Child-sized coffins were painted white
An estimated 10,000 mourners turned out to the funeral, which was held at a police academy in the mountain city of L'Aquila, worst hit by the 6.3 magnitude quake.
In a message read at the start of the funeral for 205 of the victims, Pope Benedict XVI urged survivors of the “immense tragedy” to have courage and keep up hope.
"I implore God to grant eternal rest to the victims, a swift recovery to the injured and for all, the courage to continue hoping without succumbing to despair," the Pontiff's message said, read by his personal secretary, Monsignor Georg Gaenswein.
Mourners covered the coffins with flowers and photos
The ceremony was held on Good Friday -- the holiest day of the Christian calendar, which marks the death of Jesus Christ. A special dispensation to hold the mass was granted by the Vatican, as it is the only day on the Roman Catholic calendar on which mass is not normally celebrated.
President Giorgio Napolitano, Prime Minister Silvio Berlusconi, other top Italian officials and leading Roman Catholic prelates all attended the event.
"There is a lot of sadness today, but also a lot of anger," local Piero Faro told the Reuters news agency. He came to pay his respects to a family friend.
"Their building simply disintegrated. This should not have happened," he said.
In the wake of the earthquake, there has been public anger over alleged delays in the rescue effort and apparent poor quality construction which has been blamed for increasing the death toll. Prosecutors have opened an inquiry into building standards.

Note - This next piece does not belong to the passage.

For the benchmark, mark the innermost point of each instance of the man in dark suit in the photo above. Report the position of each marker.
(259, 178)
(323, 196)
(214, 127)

Napolitano met with quake survivors
On a tour of the disaster zone on Thursday, President Napolitano blamed "widespread irresponsibility" for the collapse of many modern buildings in what is an earthquake-prone region.
Coming to grips with the aftermath
Some families of the 289 people reported dead have already buried their loved ones privately, choosing not to take part in the state funeral.
Tens of thousands of people who were forced to flee their homes are still living in tent camps or in their cars.
Strong aftershocks have also rocked the area around L'Aquila, hampering the rescue effort.